Ab wann liegt eine sonstige selbständige Räumlichkeit nach § 2 Abs 2 WEG vor?

Kann man an einem Umkleideraum mit Seezugang Wohnungseigentum begründen? – OGH vom 04.07.2023, 5 Ob 185/22z

Nach § 2 Abs 2 WEG handelt es sich bei Wohnungseigentumsobjekten, um Wohnungen, sonstige selbständige Räumlichkeiten und Abstellplätze für Kraftfahrzeuge (wohnungseigentumstaugliche Objekte), an denen Wohnungseigentum begründet wurde. Eine sonstige selbständige Räumlichkeit wird als ein baulich abgeschlossener, nach der Verkehrsauffassung selbständiger Teil eines Gebäudes, dem nach seiner Art und Größe eine erhebliche wirtschaftliche Bedeutung zukommt, wie etwa ein selbständiger Geschäftsraum oder eine Garage, definiert.

Wie so oft kann die Frage, ob ein Raum eine sonstige selbständige Räumlichkeit und damit wohnungseigentumstauglich ist, nur nach den Umständen des konkreten Einzelfalls beurteilt werden, wobei die Verkehrsauffassung entscheidend ist (vgl. RIS-Justiz: RS0082876). Selbständigkeit setzt dabei voraus, dass die Räumlichkeit zur ausschließlichen Benützbarkeit durch den Wohnungseigentümer geeignet ist. Erhebliche wirtschaftliche Bedeutung kommt nur solchen Räumlichkeiten zu, die ein gewisses Mindestmaß an wirtschaftlicher Autarkie aufweisen.

In diesem Zusammenhang wurde ein Lagerraum von ca. 40 m² als wohnungseigentumstauglich angesehen, ein 7 m² großer Lagerraum demgegenüber nicht.

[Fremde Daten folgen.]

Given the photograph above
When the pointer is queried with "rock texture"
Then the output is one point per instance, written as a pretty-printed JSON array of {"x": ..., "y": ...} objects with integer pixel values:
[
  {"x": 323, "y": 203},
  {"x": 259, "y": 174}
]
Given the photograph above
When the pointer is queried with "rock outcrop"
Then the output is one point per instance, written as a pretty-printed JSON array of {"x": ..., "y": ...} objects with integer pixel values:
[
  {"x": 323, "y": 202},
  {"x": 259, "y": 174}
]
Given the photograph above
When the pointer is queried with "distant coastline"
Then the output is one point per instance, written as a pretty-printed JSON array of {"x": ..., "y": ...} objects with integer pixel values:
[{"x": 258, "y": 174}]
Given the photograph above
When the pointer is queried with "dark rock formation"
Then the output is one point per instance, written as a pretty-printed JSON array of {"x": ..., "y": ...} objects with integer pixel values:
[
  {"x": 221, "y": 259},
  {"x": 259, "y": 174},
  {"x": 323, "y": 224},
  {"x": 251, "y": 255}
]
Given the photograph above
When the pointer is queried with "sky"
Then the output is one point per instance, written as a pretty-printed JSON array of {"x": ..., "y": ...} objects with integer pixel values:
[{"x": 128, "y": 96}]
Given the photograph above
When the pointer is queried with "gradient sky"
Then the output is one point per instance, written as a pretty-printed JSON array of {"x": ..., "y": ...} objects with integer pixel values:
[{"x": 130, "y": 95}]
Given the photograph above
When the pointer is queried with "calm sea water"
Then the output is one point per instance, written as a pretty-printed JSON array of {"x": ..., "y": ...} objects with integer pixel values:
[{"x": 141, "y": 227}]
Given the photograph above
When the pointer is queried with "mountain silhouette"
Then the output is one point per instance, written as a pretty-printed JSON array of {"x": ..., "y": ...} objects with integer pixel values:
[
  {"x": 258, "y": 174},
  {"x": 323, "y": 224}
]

Ein 3 m² großer Raum, der einen Geldautomaten beherbergt (Bankomatraum), wurde demgegenüber als wohnungseigentumstauglich qualifiziert (vgl.: OGH vom 27.11.2001, 5Ob196/01m). Begründet wurde das damit, dass der Raum zum Tätigen von Bankgeschäften mittels eines elektronischen Gerätes dient und sohin dem Raum nach der Verkehrsauffassung eine ausreichend selbständige (autarke) wirtschaftliche Bedeutung zukommt.

 

Hat ein Umkleideraum für sich ausreichend selbständige wirtschaftliche Bedeutung?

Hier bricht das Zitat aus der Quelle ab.